Décapante découverte que ce premier film loufoque venu de Turquie. Comment un couple sans enfant outrepasse la honte sociale de l’infertilité et de l’adoption en faisant croire à une vraie grossesse, dans les filets d’une laborieuse bureaucratie.
Mehmet Can Mertoglu fait son entrée dans le champ du long-métrage avec un humour détonant et un regard acerbe sur le monde. Une révélation récompensée à Cannes il y a un an, lors de sa présentation en compétition à la Semaine de la Critique, où il reçut le Prix Révélation France 4. Depuis, il a fait le tour du monde des festivals, et glissé son burlesque dans de nombreux esprits. Le jeune réalisateur turc distille en effet un ton gaguesque le long de son récit singulier. Celui du parcours du combattant discret d’un homme et d’une femme, proches de la quarantaine, qui veulent plus que tout pouvoir adopter. Compliqué dans une société où la stérilité et l’adoption font tâche. Alors il vaut mieux s’inventer une vie. Celle d’une grossesse mise en scène en de nombreux clichés et dans une ribambelle de décors.
De la saillie initiale entre bestiaux à la scène finale en pleines eaux, le spectateur navigue entre le fou rire et l’humour noir. Le couple multiplie les subterfuges pour mener à bien son dessein, discrètement mais sans complexe. En découle des scènes tordantes de dialogues incongrus et de situations ubuesques. Qui lorgnent aussi vers le malaise.

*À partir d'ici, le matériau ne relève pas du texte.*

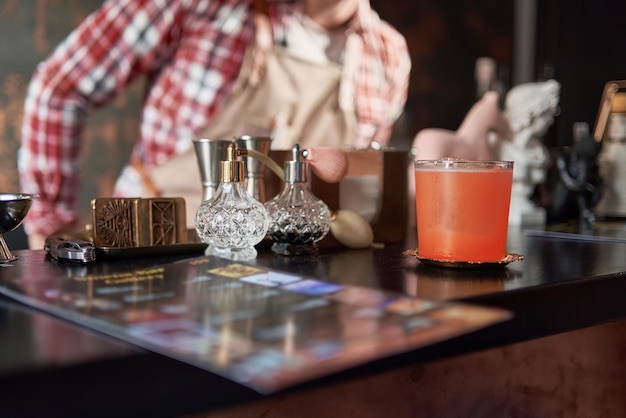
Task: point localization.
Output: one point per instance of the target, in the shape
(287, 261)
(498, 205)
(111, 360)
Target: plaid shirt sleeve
(382, 81)
(119, 42)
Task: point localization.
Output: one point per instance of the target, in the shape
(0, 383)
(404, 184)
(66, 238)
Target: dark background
(579, 43)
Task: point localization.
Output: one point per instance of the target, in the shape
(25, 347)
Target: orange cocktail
(462, 209)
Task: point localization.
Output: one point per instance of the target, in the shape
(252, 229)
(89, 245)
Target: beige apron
(294, 101)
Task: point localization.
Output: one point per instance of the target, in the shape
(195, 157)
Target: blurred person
(313, 72)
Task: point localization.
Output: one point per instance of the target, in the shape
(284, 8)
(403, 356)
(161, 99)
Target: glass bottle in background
(298, 218)
(231, 222)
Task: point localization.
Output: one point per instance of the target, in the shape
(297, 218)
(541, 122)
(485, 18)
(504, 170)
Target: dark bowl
(13, 209)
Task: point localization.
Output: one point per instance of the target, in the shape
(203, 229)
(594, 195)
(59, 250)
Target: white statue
(530, 109)
(488, 133)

Mais toujours avec un rythme alangui, moulé sur la langueur bureaucratique et l’hypocrisie sociétale. Avec aussi un racisme latent, ordinaire. Une expérience sur le fil, audacieuse, pour cette mise en abyme de la mise en scène. Car Mertoglu aime jouer des cadres et des décadrages, et raconter le monde en le distordant, pour mieux en saisir la substantifique moelle. Avec un regard fin et pénétrant.